À Folha, o opositor iraniano Arash Hamedian afirma que a população do Irã se sente traída após as declarações de Trump. A trégua anunciada pelo republicano, acrescenta ele, é boa para a teocracia, mas “muito ruim para o povo porque agora começa a repressão” de dissidentes que almejam a queda do regime, no controle do país desde a Revolução Islâmica de 1979.
“Se o regime permanecer no poder, haverá execuções em massa”, diz Hamedian. “Eles continuarão a oprimir o povo iraniano e a aterrorizar a oposição fora do Irã enquanto estiverem no poder. O único caminho para a paz e a harmonia entre Irã, Israel, Oriente Médio e o mundo é uma mudança de regime no Irã. Qualquer outro cenário levará ao caos e à destruição.”
Hamedian afirma que o regime já vem determinando prisões para criar medo. Em 12 dias de conflito, as autoridades iranianas prenderam cerca de 700 pessoas acusadas de espionar para Israel, de acordo com a agência de notícias Nournews, afiliada ao principal órgão de segurança do país.
O opositor atualmente mora na Alemanha. Ele deixou o Irã em 2009 porque, sem liberdade de expressão, diz que se sentia sufocado e em constante perigo. Agora, acompanha a crise à distância e teme pela segurança de familiares, que continuam no país. Os contatos foram perdidos, afirma, porque o regime derrubou a internet após os ataques de Israel contra instalações nucleares iranianas, no último dia 13.
“Há apenas dois anos houve uma revolução iraniana desencadeada por Mahsa Amini [morta enquanto estava sob custódia da polícia moral por supostamente não usar o véu islâmico da forma correta]. É por isso que eles [regime]querem controlar o sinal: para garantir que terão apoio. Quando o regime corta a internet, é como a escuridão. Eles matam, matam e matam e não há qualquer notícia”, afirma.
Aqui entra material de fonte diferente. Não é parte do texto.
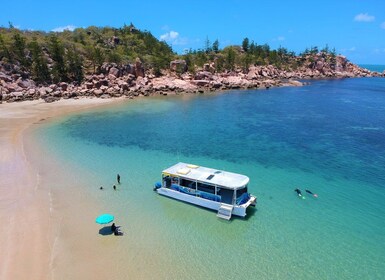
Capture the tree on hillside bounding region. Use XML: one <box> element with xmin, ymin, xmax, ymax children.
<box><xmin>48</xmin><ymin>35</ymin><xmax>67</xmax><ymax>82</ymax></box>
<box><xmin>0</xmin><ymin>34</ymin><xmax>12</xmax><ymax>62</ymax></box>
<box><xmin>11</xmin><ymin>32</ymin><xmax>29</xmax><ymax>68</ymax></box>
<box><xmin>249</xmin><ymin>41</ymin><xmax>256</xmax><ymax>54</ymax></box>
<box><xmin>242</xmin><ymin>37</ymin><xmax>249</xmax><ymax>52</ymax></box>
<box><xmin>66</xmin><ymin>45</ymin><xmax>84</xmax><ymax>83</ymax></box>
<box><xmin>241</xmin><ymin>52</ymin><xmax>252</xmax><ymax>72</ymax></box>
<box><xmin>204</xmin><ymin>36</ymin><xmax>212</xmax><ymax>54</ymax></box>
<box><xmin>85</xmin><ymin>46</ymin><xmax>105</xmax><ymax>73</ymax></box>
<box><xmin>224</xmin><ymin>47</ymin><xmax>236</xmax><ymax>71</ymax></box>
<box><xmin>212</xmin><ymin>39</ymin><xmax>219</xmax><ymax>53</ymax></box>
<box><xmin>29</xmin><ymin>38</ymin><xmax>51</xmax><ymax>84</ymax></box>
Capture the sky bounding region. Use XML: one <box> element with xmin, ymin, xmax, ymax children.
<box><xmin>2</xmin><ymin>0</ymin><xmax>385</xmax><ymax>64</ymax></box>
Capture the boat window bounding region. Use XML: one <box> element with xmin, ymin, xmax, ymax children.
<box><xmin>206</xmin><ymin>174</ymin><xmax>215</xmax><ymax>180</ymax></box>
<box><xmin>236</xmin><ymin>186</ymin><xmax>248</xmax><ymax>198</ymax></box>
<box><xmin>171</xmin><ymin>177</ymin><xmax>179</xmax><ymax>184</ymax></box>
<box><xmin>163</xmin><ymin>176</ymin><xmax>172</xmax><ymax>188</ymax></box>
<box><xmin>235</xmin><ymin>186</ymin><xmax>250</xmax><ymax>205</ymax></box>
<box><xmin>180</xmin><ymin>178</ymin><xmax>196</xmax><ymax>189</ymax></box>
<box><xmin>197</xmin><ymin>182</ymin><xmax>215</xmax><ymax>194</ymax></box>
<box><xmin>220</xmin><ymin>188</ymin><xmax>234</xmax><ymax>204</ymax></box>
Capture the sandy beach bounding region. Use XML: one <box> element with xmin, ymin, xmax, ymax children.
<box><xmin>0</xmin><ymin>98</ymin><xmax>121</xmax><ymax>280</ymax></box>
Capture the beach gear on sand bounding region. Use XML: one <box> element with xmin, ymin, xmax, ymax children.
<box><xmin>95</xmin><ymin>214</ymin><xmax>114</xmax><ymax>224</ymax></box>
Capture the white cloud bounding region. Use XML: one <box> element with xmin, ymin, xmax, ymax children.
<box><xmin>51</xmin><ymin>25</ymin><xmax>76</xmax><ymax>32</ymax></box>
<box><xmin>160</xmin><ymin>30</ymin><xmax>179</xmax><ymax>41</ymax></box>
<box><xmin>160</xmin><ymin>30</ymin><xmax>188</xmax><ymax>46</ymax></box>
<box><xmin>381</xmin><ymin>22</ymin><xmax>385</xmax><ymax>29</ymax></box>
<box><xmin>277</xmin><ymin>36</ymin><xmax>285</xmax><ymax>41</ymax></box>
<box><xmin>354</xmin><ymin>13</ymin><xmax>375</xmax><ymax>22</ymax></box>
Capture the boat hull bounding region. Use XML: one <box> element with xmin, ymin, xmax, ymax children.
<box><xmin>156</xmin><ymin>187</ymin><xmax>255</xmax><ymax>217</ymax></box>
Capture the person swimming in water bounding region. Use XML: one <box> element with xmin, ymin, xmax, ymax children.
<box><xmin>294</xmin><ymin>188</ymin><xmax>302</xmax><ymax>197</ymax></box>
<box><xmin>305</xmin><ymin>189</ymin><xmax>318</xmax><ymax>197</ymax></box>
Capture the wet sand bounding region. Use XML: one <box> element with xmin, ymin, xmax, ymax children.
<box><xmin>0</xmin><ymin>98</ymin><xmax>121</xmax><ymax>280</ymax></box>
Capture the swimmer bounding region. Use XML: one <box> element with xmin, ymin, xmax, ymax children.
<box><xmin>305</xmin><ymin>189</ymin><xmax>318</xmax><ymax>197</ymax></box>
<box><xmin>100</xmin><ymin>186</ymin><xmax>103</xmax><ymax>190</ymax></box>
<box><xmin>294</xmin><ymin>188</ymin><xmax>302</xmax><ymax>197</ymax></box>
<box><xmin>294</xmin><ymin>188</ymin><xmax>305</xmax><ymax>199</ymax></box>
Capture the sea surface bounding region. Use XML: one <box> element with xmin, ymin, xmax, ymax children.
<box><xmin>359</xmin><ymin>64</ymin><xmax>385</xmax><ymax>73</ymax></box>
<box><xmin>35</xmin><ymin>77</ymin><xmax>385</xmax><ymax>279</ymax></box>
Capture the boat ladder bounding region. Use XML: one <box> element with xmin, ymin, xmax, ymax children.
<box><xmin>217</xmin><ymin>204</ymin><xmax>233</xmax><ymax>220</ymax></box>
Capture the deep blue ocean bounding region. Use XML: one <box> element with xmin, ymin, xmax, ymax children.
<box><xmin>39</xmin><ymin>77</ymin><xmax>385</xmax><ymax>279</ymax></box>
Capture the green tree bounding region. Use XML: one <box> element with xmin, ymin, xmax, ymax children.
<box><xmin>241</xmin><ymin>53</ymin><xmax>252</xmax><ymax>72</ymax></box>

Os protestos que eclodiram após a morte de Amini, em 2022, representaram a ameaça mais grave até então ao regime dos aiatolás desde a criação da República Islâmica. Milhares de manifestantes aproveitaram a mobilização para reivindicar mudanças estruturais. O Irã já passava por uma crise econômica severa, agravada pelas sanções internacionais. Agarrando-se ao poder, o regime respondeu com brutalidade. Mais de 500 pessoas foram mortas, e outras 22 mil, detidas desde o início do levante.
O regime, já enfraquecido, ficou ainda mais debilitado após os bombardeios sem precedentes feitos por Israel e EUA, diz Hamedian. “Só que eles ainda têm militantes armados nas ruas. Então, diante do povo desarmado, ainda parecem fortes.”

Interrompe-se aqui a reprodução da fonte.